FIG. 7 illustrates an embodiment of a system 700 having a CAM with shared comparison logic. System 700 includes processor 710, which includes CAM 200 or any other CAM in accordance with the present invention. Processor 710 may be any of a variety of different types of processors that include a CAM for any application. For example, the processor may be a general purpose processor such as a processor in the Pentium® Processor Family, the Itanium® Processor Family, or other processor family from Intel Corporation, or another processor from another company.

System 700 also includes memory 720 coupled to processor 710 through bus 715, or through any other buses or components. Memory 720 may be any type of memory capable of storing data to be operated on by processor 710, such as static or dynamic random access memory, semiconductor-based read only memory, or a magnetic optical disk memory. Look-up data to be compared to data stored in CAM 200 may be stored in memory 720 or may represent an address of data in memory 720. System 700 may include any other buses or components in addition to processor 710, bus 715, and memory 720.
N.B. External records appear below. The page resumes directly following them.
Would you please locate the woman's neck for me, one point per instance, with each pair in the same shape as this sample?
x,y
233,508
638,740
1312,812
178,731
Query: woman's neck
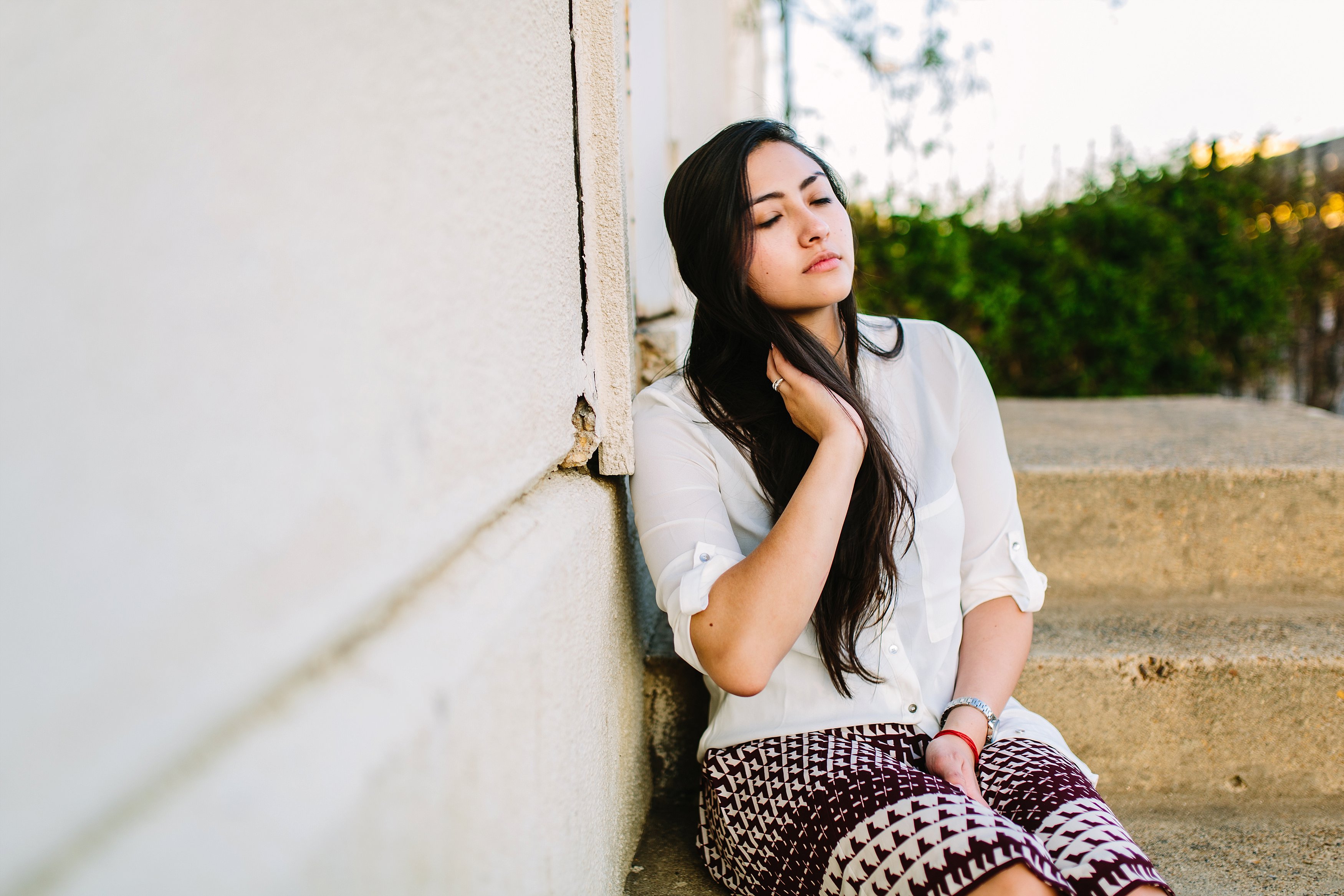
x,y
824,323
Processor 200, processor 100, or any other processor or component designed according to an embodiment of the present invention, may be designed in various stages, from creation to simulation to fabrication. Data representing a design may represent the design in a number of manners. First, as is useful in simulations, the hardware may be represented using a hardware description language or another functional description language. Additionally or alternatively, a circuit level model with logic and/or transistor gates may be produced at some stages of the design process. Furthermore, most designs, at some stage, reach a level where they may be modeled with data representing the physical placement of various devices. In the case where conventional semiconductor fabrication techniques are used, the data representing the device placement model may be the data specifying the presence or absence of various features on different mask layers for masks used to produce an integrated circuit.
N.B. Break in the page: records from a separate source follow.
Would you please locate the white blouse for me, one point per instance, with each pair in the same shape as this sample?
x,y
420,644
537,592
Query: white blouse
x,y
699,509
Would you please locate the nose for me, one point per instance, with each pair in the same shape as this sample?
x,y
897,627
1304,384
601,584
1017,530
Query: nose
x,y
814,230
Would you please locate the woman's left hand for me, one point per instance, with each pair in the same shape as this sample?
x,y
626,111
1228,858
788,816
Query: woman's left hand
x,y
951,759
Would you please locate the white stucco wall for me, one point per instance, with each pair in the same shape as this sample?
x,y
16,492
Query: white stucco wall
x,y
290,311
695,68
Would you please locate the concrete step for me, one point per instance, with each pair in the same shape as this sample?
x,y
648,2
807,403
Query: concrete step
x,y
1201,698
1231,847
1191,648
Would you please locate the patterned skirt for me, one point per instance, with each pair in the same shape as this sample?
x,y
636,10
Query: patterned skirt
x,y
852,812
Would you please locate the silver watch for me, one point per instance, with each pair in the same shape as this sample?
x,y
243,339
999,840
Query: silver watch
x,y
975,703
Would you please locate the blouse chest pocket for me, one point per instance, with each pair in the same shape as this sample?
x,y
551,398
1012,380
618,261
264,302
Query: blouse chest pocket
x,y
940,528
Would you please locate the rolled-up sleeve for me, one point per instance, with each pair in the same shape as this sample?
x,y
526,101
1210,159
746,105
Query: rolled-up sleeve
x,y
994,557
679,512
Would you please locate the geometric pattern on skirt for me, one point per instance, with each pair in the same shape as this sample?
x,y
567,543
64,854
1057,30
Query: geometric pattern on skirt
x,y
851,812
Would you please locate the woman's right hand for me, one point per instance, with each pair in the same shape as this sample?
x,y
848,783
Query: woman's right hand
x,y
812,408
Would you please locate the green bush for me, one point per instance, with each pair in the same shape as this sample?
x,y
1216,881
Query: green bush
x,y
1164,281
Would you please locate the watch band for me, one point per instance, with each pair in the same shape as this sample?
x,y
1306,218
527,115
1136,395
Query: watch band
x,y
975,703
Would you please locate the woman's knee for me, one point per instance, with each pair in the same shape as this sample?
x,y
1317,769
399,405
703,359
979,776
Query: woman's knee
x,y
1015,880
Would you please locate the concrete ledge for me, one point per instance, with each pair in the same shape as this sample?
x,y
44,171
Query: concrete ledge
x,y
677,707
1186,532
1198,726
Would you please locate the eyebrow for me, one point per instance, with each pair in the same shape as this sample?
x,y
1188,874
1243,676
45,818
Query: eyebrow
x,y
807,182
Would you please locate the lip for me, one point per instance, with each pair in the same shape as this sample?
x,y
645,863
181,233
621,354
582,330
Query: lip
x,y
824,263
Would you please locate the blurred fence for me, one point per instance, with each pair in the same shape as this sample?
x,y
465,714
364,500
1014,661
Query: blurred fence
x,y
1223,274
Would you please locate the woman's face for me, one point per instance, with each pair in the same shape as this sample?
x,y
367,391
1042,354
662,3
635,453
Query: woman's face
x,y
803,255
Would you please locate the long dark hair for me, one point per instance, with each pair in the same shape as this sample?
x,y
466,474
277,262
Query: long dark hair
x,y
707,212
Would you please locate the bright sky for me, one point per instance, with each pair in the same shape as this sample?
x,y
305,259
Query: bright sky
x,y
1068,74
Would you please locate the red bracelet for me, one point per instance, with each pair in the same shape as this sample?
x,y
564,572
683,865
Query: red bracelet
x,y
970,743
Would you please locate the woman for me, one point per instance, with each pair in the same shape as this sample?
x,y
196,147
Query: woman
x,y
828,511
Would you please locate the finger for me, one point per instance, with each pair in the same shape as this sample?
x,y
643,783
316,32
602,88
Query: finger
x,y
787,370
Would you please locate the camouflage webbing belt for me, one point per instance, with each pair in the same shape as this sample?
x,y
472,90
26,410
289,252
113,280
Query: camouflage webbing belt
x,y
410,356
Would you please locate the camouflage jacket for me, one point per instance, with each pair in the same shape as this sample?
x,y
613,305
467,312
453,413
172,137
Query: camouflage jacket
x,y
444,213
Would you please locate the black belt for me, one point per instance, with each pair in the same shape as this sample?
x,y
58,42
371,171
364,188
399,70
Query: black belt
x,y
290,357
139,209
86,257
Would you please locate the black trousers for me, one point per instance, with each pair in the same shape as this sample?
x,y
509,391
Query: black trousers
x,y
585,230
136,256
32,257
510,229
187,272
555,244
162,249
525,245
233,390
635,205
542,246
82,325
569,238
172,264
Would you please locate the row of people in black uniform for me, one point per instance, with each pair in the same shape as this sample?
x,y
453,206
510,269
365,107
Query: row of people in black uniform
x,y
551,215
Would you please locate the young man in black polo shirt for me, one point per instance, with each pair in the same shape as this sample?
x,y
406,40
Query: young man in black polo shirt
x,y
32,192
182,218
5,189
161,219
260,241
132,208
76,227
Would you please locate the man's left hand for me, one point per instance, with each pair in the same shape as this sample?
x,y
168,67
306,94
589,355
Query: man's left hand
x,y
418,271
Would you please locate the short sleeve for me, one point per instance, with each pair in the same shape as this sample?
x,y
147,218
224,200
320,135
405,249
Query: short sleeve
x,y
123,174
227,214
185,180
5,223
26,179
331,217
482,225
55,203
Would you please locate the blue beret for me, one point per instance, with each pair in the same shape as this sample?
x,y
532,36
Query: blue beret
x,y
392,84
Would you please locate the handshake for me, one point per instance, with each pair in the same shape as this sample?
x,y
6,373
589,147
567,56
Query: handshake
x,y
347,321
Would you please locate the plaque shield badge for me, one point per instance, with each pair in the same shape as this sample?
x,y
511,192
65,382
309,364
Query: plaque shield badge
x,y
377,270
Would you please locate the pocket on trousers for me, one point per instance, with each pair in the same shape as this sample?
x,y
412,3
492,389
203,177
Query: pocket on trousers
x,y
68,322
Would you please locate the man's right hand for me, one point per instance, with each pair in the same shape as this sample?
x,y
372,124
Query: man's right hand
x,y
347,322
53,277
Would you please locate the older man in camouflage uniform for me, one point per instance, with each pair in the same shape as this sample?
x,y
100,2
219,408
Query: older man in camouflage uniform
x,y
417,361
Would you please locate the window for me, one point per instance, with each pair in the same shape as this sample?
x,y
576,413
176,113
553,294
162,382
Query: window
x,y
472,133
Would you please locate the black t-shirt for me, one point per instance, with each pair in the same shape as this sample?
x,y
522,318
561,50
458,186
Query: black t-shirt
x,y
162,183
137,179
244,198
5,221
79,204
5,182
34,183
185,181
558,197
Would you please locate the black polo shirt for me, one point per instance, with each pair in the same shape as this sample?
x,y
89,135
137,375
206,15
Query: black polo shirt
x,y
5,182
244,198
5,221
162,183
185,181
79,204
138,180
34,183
In any representation of the design, the data may be stored in any form of a machine-readable medium. An optical or electrical wave modulated or otherwise generated to transmit such information, a memory, or a magnetic or optical storage medium, such as a disc, may be the machine-readable medium. Any of these mediums may “carry” or “indicate” the design, or other information used in an embodiment of the present invention, such as the instructions in an error recovery routine. When an electrical carrier wave indicating or carrying the information is transmitted, to the extent that copying, buffering, or re-transmission of the electrical signal is performed, a new copy is made. Thus, the actions of a communication provider or a network provider may be making copies of an article, e.g., a carrier wave, embodying techniques of the present invention.
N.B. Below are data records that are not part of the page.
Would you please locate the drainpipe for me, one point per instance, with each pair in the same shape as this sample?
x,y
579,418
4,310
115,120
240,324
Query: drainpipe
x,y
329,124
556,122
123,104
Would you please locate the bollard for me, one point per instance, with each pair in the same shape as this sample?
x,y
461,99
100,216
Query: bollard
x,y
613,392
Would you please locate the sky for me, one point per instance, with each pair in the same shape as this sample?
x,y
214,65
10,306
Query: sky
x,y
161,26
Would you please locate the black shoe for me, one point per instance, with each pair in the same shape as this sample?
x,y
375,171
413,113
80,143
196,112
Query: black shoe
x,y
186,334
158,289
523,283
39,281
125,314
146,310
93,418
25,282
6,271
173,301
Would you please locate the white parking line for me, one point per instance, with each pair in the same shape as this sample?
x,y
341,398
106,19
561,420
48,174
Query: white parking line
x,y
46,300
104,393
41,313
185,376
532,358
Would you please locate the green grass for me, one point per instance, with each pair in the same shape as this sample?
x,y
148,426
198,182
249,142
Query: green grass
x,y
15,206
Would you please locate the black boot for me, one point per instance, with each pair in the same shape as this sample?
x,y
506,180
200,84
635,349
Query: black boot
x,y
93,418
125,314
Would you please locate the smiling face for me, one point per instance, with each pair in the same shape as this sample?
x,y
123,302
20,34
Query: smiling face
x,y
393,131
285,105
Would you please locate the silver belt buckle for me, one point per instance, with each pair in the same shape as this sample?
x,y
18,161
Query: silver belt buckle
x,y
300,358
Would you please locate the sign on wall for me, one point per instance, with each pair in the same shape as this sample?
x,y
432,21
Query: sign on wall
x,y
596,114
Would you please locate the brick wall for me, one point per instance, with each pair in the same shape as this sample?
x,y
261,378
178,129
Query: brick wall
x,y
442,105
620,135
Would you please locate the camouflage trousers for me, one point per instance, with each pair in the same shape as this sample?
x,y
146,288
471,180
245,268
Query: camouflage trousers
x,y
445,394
Thus, techniques for sharing comparison logic in a CAM have been disclosed. While certain embodiments have been described, and shown in the accompanying drawings, it is to be understood that such embodiments are merely illustrative of and not restrictive on the broad invention, and that this invention not be limited to the specific constructions and arrangements shown and described, since various other modifications may occur to those ordinarily skilled in the art upon studying this disclosure. For example, the number of entries sharing the match logic in an embodiment like that of FIG. 1, or the number of prevalidated entries per primary entry in an embodiment like FIG. 2 may vary within the scope of the present invention, and may be based on timing or any other considerations. In an area of technology such as this, where growth is fast and further advancements are not easily foreseen, the disclosed embodiments may be readily modifiable in arrangement and detail as facilitated by enabling technological advancements without departing from the principles of the present disclosure or the scope of the accompanying claims.